I have been using XML::Twig for a while now on fairly small xml files with no issues. About a week ago I needed to parse a much larger xml file that was about 260MB. The file was contained within a zip archive (260MB is size of uncompressed file).
I loaded the entire file in memory (it took up about 3GB (about 50% of available) which was to be expected). I then added/modified some values and saved the file to disk using the print to file method. Once this was all done I performed a purge thinking that I would get back the memory used to parse the file. However this does not seem to be the case and I was wondering why?
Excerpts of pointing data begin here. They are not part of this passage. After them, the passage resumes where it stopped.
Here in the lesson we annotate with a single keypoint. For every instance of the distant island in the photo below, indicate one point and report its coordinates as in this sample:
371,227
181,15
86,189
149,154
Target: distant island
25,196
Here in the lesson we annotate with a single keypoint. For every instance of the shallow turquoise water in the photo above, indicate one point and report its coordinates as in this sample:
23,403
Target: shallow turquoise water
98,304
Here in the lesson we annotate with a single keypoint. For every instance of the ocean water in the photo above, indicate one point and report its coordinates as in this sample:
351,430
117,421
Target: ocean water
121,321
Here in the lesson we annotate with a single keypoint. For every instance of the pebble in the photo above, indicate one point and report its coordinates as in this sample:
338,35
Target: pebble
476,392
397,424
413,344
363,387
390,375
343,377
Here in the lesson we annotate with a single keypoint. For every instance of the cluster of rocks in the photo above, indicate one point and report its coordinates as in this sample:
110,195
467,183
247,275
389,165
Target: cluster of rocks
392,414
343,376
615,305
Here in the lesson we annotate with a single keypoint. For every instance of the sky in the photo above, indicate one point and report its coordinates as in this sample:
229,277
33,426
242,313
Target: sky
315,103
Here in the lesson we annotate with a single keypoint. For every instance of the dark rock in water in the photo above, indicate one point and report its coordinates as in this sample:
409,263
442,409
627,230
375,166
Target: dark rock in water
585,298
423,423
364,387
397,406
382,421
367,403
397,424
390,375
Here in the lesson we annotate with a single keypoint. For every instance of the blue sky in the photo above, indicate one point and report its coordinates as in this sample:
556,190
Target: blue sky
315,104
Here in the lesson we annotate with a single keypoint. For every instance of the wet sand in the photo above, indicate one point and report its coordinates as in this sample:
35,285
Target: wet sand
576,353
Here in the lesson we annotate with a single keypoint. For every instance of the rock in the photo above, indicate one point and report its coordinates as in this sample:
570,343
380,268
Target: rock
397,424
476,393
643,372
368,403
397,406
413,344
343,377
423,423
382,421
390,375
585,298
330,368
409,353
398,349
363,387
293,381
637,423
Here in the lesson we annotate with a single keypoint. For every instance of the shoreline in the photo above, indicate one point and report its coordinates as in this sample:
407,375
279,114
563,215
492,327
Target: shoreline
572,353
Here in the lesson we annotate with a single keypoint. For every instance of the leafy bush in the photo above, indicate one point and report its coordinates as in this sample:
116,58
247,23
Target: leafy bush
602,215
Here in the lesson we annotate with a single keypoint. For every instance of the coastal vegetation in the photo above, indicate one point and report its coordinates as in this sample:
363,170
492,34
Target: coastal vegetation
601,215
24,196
I am XML::Twig version 3.34 and perl version 5.10.1 on a linux machine.
My basic code structure is as follows:
my $Sheetx= $zip->contents('file1.xml');
my $tw11=new XML::Twig();
my $Sheetx_parse = $tw11->parse($Sheetx);
my $fh1PB_filename='file2.xml';
open(my $fh1PB, '>:encoding(UTF-8)', $fh1PB_filename) or die "Could not open file " . $fh1PB_filename . " $!";
$tw11->print($fh1PB);
close($fh1PB);
$tw11->purge();
my $member1 = $zip->removeMember('file1.xml');
my $member1A = $zip->addFile($fh1PB_filename,'file1.xml','8');
Any help much appreciated.
P.S. I know I could use twig handlers to reduce memory usage but would like to know why the purge idea does not seem to work when parsing the entire file.
The basic reason is that Perl never releases the memory it uses to the system.
The purge
is actually useless. You just have to let the twig go out of scope, and the memory will be released... for Perl to use again. So if you parsed several files, the memory used would be the amount used by the biggest file.
purge
is used in handlers, so the memory from a part of the XML tree is released (to Perl, not the system) and reused for the next part. So the memory used is the amount used by he biggest part kept in memory at once.